Edu-Larp Conference in Gothenburg Tests How Role-Play Builds Democratic Capacity

The Larpocracy project — an EU-funded Horizon research initiative studying how live-action role-play develops deliberative and democratic skills — convened its first Edu-Larp Conference in Gothenburg on April 15, drawing practitioners from across Europe.

At Lindholmen Science Park in Gothenburg on April 15, researchers, educators, and game designers gathered for the first Edu-Larp Conference, organised by the Larpocracy project. The event brought together the consortium — Uppsala University, University of Greenwich, Tampere University, and several European game companies — with broader practitioners to share findings from the project's ongoing research.

Larpocracy (Horizon project 101177307) investigates whether LARP — live-action role-play — can serve as a meaningful space for developing deliberative and democratic skills.
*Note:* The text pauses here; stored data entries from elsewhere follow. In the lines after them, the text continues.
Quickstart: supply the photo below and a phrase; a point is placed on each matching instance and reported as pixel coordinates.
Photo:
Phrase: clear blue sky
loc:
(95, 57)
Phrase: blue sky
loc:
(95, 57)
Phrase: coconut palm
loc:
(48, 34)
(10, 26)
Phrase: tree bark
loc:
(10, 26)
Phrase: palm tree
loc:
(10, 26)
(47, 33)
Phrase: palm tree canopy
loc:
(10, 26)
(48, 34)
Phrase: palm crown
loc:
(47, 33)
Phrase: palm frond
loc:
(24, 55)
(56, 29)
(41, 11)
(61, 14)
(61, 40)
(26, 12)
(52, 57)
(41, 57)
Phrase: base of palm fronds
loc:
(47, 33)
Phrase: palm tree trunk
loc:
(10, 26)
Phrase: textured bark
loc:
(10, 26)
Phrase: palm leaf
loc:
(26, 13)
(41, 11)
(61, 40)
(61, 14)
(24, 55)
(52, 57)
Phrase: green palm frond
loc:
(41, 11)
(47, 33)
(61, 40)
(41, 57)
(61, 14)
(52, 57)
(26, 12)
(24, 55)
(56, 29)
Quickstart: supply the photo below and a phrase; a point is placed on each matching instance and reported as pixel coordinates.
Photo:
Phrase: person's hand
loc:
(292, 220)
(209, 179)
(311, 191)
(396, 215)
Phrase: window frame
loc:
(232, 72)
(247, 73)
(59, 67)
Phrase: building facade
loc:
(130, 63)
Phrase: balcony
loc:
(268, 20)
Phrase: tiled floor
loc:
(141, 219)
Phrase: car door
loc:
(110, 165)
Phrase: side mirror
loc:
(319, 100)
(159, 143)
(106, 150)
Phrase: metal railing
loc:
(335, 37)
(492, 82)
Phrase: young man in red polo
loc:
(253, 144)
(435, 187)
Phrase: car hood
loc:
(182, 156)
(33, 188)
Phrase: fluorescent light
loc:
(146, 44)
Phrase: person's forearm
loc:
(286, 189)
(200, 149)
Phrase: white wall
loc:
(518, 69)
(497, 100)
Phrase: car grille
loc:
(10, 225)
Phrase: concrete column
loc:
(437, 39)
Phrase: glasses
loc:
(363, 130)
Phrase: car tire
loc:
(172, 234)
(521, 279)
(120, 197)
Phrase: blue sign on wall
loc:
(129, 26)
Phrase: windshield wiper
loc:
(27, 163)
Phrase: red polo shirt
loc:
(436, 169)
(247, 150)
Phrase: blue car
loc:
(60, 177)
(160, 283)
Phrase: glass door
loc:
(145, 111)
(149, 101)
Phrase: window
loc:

The core hypothesis is that embodied experience, where participants make real decisions in consequence-bearing fictional situations, produces a different kind of learning than classroom instruction or online deliberation. The Assembly, one of the project's experimental designs, places participants inside a fictional Swedish community navigating a deliberative democratic event.

The project spans education, museums, social media, and game development, looking for contexts where LARP's particular qualities — presence, consequence, empathy across difference — can be put to democratic use. Early findings suggest that participants in LARP-based deliberation show increased comfort with conflict, stronger perspective-taking, and greater willingness to revise their views.

Why this matters → For those working on planetary governance, this research matters because democratic skill is a governance resource. A world that needs to make collective decisions at unprecedented scale also needs citizens capable of the kind of slow, effortful deliberation those decisions require. Larpocracy is testing whether play can be part of how that capacity is built.